In the realm of inventory prediction using Transformer-like networks, temporal dependencies are predominantly established through the encoder-decoder structure and the self-attention mechanism. However, Transformers often lack sensitivity to non-linear temporal data, rendering them susceptible to anomalies and distribution shifts, thus diminishing prediction stability. Autoformer on the contrary, decomposes sequences into trend and period components through a deep decomposition architecture. It iteratively decomposes sequences and refines prediction results, aiming for progressive decomposition to maintain stability. Nonetheless, Autoformer heavily relies on the series' periodicity, which might not align well with the unpredictable nature of stock data, where series periodicity can be unstable. This dependency on periodicity could lead Autoformer's autocorrelation mechanism to misguide predictions. Fedformer utilizing Fourier transformation, converts time domain series into frequency domain series.
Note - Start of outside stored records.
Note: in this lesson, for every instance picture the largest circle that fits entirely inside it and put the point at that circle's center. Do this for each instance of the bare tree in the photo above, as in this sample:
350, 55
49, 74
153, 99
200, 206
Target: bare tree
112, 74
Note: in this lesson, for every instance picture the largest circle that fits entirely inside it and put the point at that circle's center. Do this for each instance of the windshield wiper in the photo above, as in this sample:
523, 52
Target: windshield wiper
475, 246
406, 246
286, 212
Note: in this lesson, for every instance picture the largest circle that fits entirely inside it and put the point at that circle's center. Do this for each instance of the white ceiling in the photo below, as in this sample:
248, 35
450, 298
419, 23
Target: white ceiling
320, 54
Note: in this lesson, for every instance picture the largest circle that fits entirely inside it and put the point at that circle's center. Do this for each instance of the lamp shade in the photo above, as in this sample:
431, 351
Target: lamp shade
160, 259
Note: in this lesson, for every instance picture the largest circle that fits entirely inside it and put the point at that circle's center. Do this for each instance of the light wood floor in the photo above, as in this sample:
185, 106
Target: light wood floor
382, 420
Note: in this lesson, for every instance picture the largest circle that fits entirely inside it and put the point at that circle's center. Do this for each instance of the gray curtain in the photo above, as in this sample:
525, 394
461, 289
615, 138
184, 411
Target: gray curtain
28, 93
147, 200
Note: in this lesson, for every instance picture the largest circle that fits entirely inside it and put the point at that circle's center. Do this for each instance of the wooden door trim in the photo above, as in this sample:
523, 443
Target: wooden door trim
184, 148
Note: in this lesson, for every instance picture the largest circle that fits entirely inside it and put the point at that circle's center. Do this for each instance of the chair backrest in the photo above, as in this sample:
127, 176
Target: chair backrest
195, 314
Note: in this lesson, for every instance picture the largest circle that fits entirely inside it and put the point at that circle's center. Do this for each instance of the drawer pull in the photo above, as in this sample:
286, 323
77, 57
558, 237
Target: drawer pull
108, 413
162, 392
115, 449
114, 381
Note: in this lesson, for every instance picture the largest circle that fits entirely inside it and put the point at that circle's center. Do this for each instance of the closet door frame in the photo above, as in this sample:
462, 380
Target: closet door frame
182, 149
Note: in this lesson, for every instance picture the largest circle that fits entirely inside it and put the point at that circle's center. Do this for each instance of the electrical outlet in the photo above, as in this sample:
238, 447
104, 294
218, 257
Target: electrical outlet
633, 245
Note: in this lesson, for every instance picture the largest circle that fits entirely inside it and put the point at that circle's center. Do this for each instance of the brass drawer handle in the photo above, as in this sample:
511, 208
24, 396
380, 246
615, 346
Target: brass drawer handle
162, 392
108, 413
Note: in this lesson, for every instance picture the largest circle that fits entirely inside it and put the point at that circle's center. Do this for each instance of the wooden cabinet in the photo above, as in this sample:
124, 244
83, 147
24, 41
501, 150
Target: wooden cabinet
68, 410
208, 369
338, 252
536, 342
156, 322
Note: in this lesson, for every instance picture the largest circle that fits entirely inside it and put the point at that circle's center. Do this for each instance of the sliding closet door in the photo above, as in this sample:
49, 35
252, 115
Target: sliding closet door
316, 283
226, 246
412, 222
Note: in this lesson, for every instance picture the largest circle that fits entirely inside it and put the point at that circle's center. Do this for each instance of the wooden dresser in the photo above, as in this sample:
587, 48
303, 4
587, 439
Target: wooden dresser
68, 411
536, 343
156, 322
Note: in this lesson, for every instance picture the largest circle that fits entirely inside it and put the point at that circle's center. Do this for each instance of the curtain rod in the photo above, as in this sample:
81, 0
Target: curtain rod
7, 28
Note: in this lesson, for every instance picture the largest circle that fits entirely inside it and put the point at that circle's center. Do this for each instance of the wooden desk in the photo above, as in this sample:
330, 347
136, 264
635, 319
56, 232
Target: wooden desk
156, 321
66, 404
Subsequently, it conducts random sampling and attention computations in the frequency domain to enhance computational efficiency and robustness. However, operations involving frequency domain sampling and complementation in Fedformer might lead to information loss or noise introduction, potentially impacting prediction accuracy.
Within the LSTM architecture applied to stock forecasting, long-term dependencies within the time series are primarily captured using Long Short-Term Memory cells (LSTM cells), instrumental in storing and updating time series information. CEEMD-CNN-LSTM adopts the CEEMD method to decompose input stock series data into a set of Intrinsic Mode Functions (IMFs) and a residual phase. These are then channeled into CNN for feature extraction and dimensionality reduction, capturing comprehensive global features embedded in the stock sequence. Throughout the prediction process, the selection of CEEMD parameters and the number of IMFs exert substantial influence. These selections vary across datasets, impacting the quality of decomposition and subsequently affecting prediction performance.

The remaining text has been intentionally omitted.